I) Here is my interpretation of OP's question(v1). The mentioned quote is from p.11 in Section 2.2 just below eq.(2.22).
Section 2.2 is devoted to the case where phase space is a $2n$ dimensional real vector space $V$ with $2n$ global coordinates
$$(x^1, \ldots, x^{2n})~=~(q^1, \ldots, q^n; p_1 \ldots, p_n),$$
and canonical Poisson bracket, cf. eq. (2.22). This is a special case of a general symplectic manifold.
An observable $f$ is by definition a smooth function on $V$, i.e., $f\in C^{\infty}(V)$. Or in plain words, $f$ is a smooth function of $x^1, \ldots, x^{2n}$. On the other hand, the $2n$ coordinates $x^1, \ldots, x^{2n},$ form a complete set of generators for the algebra $(C^{\infty}(V),+,\cdot)$.
Let us assume that the function $f$ Poisson commutes (has vanishing Poisson brackets) with all of the $2n$ variables,
$$\forall x\in V \forall I\in\{1,\ldots, 2n\}~:~\{x^I, f(x)\}~=~0.$$
By the definition (2.21) of the canonical Poisson bracket, we deduce that $f$ has vanishing derivatives wrt. all the positions and momenta.
Hence $f$ is just a constant function.
II) On the other hand, let us imagine that we have $2n$ differential functions $g^1, \ldots, g^{2n},$ such that
$$ \forall f\in C^{\infty}(V): [ (\forall x\in V\forall I\in\{1,\ldots, 2n\}~:~\{g^I(x), f(x)\}~=~0)~ \Rightarrow ~ f ~\text{is constant} ]. $$
OP essentially asks in a comment:
Do $g^1, \ldots, g^{2n},$ locally form a coordinate system?
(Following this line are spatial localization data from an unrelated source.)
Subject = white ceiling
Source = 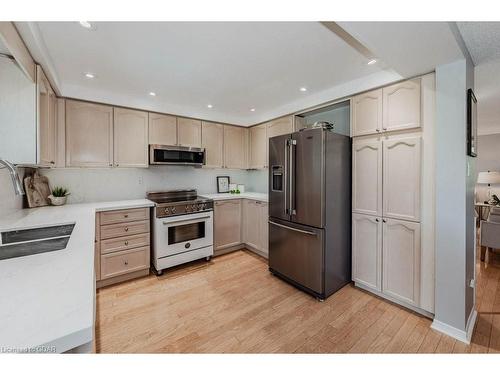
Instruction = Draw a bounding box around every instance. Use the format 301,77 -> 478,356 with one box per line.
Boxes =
17,22 -> 395,126
457,22 -> 500,135
15,21 -> 470,126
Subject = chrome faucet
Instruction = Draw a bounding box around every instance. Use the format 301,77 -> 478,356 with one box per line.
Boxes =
0,159 -> 25,195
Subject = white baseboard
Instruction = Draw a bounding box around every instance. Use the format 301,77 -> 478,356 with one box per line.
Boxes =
431,309 -> 477,344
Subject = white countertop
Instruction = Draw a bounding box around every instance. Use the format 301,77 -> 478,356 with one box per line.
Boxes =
201,192 -> 268,202
0,199 -> 154,353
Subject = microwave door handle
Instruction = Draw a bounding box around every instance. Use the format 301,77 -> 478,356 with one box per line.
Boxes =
163,215 -> 211,225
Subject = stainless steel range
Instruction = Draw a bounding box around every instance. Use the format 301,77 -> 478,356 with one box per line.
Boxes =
147,190 -> 214,275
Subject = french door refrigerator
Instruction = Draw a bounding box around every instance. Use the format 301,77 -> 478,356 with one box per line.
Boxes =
268,126 -> 351,300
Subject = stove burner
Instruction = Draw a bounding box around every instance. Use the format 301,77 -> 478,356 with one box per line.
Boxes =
147,189 -> 214,218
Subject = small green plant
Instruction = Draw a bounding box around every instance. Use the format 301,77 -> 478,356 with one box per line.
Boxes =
51,186 -> 69,197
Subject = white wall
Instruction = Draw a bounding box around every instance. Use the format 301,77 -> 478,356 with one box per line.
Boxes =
39,167 -> 251,203
0,168 -> 24,218
434,58 -> 476,339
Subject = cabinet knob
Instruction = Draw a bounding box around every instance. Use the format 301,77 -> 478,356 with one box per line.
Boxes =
50,161 -> 55,165
375,218 -> 379,222
109,163 -> 113,167
124,214 -> 129,218
116,163 -> 120,167
382,219 -> 387,223
124,227 -> 129,232
125,241 -> 129,245
124,260 -> 128,265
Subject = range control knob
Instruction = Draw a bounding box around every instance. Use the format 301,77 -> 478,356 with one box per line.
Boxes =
192,204 -> 197,211
171,207 -> 176,214
164,207 -> 170,215
185,205 -> 190,212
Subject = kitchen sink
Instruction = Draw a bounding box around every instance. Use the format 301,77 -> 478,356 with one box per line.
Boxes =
0,223 -> 75,260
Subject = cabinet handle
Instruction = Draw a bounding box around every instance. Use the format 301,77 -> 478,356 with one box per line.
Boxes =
124,260 -> 128,265
375,218 -> 379,222
124,227 -> 129,232
382,219 -> 387,223
124,214 -> 129,218
50,161 -> 55,165
125,241 -> 129,245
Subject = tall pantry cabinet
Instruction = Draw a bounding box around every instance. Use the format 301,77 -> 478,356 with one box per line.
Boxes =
351,75 -> 435,315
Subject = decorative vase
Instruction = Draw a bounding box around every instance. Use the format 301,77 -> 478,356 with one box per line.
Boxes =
48,195 -> 68,206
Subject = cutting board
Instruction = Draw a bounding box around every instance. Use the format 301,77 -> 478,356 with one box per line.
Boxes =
24,170 -> 51,208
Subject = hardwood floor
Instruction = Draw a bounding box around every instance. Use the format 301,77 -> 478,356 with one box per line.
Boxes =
95,249 -> 500,353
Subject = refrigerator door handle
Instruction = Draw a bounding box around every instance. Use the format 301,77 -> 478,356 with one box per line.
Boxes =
284,138 -> 289,215
269,220 -> 316,236
289,139 -> 297,215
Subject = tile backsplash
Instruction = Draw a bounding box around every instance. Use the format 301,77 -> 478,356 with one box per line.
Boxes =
0,168 -> 24,217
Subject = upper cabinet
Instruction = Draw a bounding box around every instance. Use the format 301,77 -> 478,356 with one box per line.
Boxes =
113,108 -> 149,168
352,79 -> 421,137
383,135 -> 421,222
202,121 -> 224,168
383,79 -> 421,132
352,89 -> 383,136
224,125 -> 248,169
249,124 -> 267,169
148,113 -> 177,146
66,100 -> 114,167
266,115 -> 294,139
177,117 -> 202,148
37,66 -> 56,166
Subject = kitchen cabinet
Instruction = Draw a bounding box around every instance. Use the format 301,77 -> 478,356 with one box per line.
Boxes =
148,113 -> 177,146
382,218 -> 421,307
259,202 -> 269,256
177,117 -> 202,148
214,199 -> 242,251
242,199 -> 261,250
249,124 -> 267,169
113,108 -> 149,168
66,100 -> 114,167
352,213 -> 382,291
202,121 -> 224,168
223,125 -> 248,169
383,79 -> 421,132
352,139 -> 382,217
266,115 -> 294,139
383,136 -> 421,222
37,65 -> 56,166
352,89 -> 383,136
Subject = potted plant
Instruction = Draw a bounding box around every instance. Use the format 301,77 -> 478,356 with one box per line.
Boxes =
48,186 -> 70,206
By the word locally we mean: Given a fixed point $x_{(0)}\in V$, does there exist a sufficiently small neighborhood of $x_{(0)}$, such that $g^1, \ldots, g^{2n},$ could serve as coordinate functions there?
Answer: In general the answer is No, but if we e.g. additionally assume that the Jacobian matrix
$$ \left(\frac{\partial g^I}{\partial x^J}\right)_{1\leq I,J \leq 2n} $$
is invertible in the fixed point $x_{(0)}$, then the answer is Yes by the inverse function theorem.
Counterexample: Let $n=1$, i.e. the phase space $V$ is $2$-dimensional with coordinates $(x^1,x^2)=(q,p)$. Let the fixed point be $x_{(0)}=(0,0)$. Let $g^1(q,p)=q^2$ and $g^2(q,p)=p$. The map $x\mapsto $ $g(x)$ is not invertible in $x_{(0)}=(0,0)$, so that $g^1$ and $g^2$ cannot serve as coordinate functions. On the other hand, clearly only a constant function $f$ would have (identically) vanishing Poisson brackets with $g^1$ and $g^2$.